September 3, 2010 by Dan Patton
Don’t Be Evil! Don’t Sell Out! Google Sucks!
Those are a few of the headlines leveled against Google and Verizon’s two-headed “Joint Proposal” of “suggested legislative framework” for net neutrality that was recently unveiled in Google’s “Public Policy Blog”. Evidently, the motion got moving when the two companies “challenged each other to craft a balanced policy framework” that preserves everything good about the internet.
Oh, those multi-billion dollar publicly traded US companies and their contests of civic do-goodery.
Assuming the tone of The US Constitution, the Google / Verizon statement declares, “It is imperative that we find ways to protect the future openness of the Internet”. Then it offers several recommendations that allegedly reduce the public’s power to do anything but pay more money to Google and Verizon. This would happen by creating two tiers of online content delivery: one that goes fast and one that sucks. Guess which one’s free.
How the proposal might affect advertising is still anyone’s guess. When the government created cable television, commercials momentarily disappeared altogether because, you know, TV shows don’t need sponsors if the consumer’s already paying for them. But once the viewing public forgot about the days of “free tv,” the commercials gradually reappeared and now nobody cares if a mini-network star violates the lower right-hand portion of the screen in the middle of Shark Week.
Not surprisingly, online response has been vicious. The Huffington Post calls the proposal, “The end of the internet as we know it.” PC World compares it to, “inviting Al Qaeda, North Korea and Iran to work out a plan for defending the nation”. I like the gangster / protection analogy. It’s like Google and Verizon come walking right into our pizza parlor and offer to provide us with a service that we neither requested nor need — I mean, the internet works fine for me and —
Wait. Is that a gun you’re holding?
Sadly, the scheme follows so many US traditions that it would take a gigantic search engine to list them all.
One that most often comes to mind is the fate of the Colorado River. Until roughly a hundred years ago, it nurtured one of the world’s greatest wetlands and a number of thriving cultures on its flow into Mexico. Then we dammed it all to facilitate commercial farming, population growth and the creation of Lakes Mead, Powell and Havasu. The resulting two-tiered delivery system gave the US an endless supply of cheap water and countless hours of Girls Gone Wild. Mexico got a desert.

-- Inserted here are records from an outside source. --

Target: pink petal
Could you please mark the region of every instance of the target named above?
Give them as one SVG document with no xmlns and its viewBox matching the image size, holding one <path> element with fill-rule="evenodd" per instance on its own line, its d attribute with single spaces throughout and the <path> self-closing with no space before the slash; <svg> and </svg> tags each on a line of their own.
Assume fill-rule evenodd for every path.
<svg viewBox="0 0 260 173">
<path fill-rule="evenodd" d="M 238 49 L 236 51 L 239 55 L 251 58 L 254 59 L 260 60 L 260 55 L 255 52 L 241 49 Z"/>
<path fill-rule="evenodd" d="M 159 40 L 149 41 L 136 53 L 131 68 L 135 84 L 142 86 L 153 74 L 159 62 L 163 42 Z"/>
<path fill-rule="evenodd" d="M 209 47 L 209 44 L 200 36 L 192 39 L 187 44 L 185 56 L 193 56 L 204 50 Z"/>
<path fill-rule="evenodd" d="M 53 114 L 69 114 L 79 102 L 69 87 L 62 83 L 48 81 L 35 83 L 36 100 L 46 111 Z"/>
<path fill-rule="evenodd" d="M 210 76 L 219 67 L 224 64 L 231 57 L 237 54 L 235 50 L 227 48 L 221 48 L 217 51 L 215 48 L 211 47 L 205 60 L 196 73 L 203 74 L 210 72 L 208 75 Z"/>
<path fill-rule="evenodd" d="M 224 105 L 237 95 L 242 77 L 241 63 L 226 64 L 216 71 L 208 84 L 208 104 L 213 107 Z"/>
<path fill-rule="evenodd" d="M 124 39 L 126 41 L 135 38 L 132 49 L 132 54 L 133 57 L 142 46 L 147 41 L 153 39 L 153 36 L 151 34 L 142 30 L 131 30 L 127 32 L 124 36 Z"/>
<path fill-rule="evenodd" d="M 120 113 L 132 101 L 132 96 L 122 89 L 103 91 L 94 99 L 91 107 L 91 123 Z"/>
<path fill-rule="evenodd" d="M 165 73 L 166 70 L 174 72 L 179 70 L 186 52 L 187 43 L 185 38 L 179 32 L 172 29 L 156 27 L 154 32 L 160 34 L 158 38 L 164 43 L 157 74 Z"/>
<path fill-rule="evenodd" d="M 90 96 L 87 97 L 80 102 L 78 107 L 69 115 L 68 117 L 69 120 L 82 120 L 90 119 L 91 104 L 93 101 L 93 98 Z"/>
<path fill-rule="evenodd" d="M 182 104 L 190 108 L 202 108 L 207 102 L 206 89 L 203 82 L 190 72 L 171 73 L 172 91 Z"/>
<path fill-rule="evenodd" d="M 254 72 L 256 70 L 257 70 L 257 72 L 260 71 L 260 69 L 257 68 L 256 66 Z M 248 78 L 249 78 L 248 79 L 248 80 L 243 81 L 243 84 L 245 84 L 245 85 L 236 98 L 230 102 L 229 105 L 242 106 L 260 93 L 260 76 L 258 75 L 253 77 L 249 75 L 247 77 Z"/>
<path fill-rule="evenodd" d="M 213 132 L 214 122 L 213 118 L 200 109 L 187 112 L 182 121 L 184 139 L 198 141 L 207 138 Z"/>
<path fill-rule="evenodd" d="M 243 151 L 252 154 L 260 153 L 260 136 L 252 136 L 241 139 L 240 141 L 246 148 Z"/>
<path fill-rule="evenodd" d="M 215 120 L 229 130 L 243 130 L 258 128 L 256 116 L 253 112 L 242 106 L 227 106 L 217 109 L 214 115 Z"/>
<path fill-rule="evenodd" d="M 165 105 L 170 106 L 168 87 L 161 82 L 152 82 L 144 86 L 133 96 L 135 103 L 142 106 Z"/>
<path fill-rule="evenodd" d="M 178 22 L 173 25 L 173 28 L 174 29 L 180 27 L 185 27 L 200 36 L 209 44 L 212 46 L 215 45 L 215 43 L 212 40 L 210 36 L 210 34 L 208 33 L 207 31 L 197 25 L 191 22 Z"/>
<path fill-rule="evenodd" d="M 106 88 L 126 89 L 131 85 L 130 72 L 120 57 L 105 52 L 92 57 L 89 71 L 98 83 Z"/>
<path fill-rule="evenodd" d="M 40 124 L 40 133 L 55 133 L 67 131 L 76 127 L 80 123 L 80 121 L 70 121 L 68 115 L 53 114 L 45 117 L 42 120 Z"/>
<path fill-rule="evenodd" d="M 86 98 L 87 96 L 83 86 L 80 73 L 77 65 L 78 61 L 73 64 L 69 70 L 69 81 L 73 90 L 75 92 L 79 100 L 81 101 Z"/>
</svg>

But there is hope. An even older tradition dating back to the late English Renaissance allows information seekers the freedom they desire while simultaneously confounding the Google / Verizon pact to abduct the world’s supply of knowledge. It’s called the Public Library system. It rents books and CDs and DVDs and internet access for free, and the people who run it go at the same pace for everybody. Best of all, when you view the content, there’s no dancing clip art or spastic interest rates flashing in your eyes.
And since the Public Library system is part of US Public Policy, Google and Verizon cannot affect it.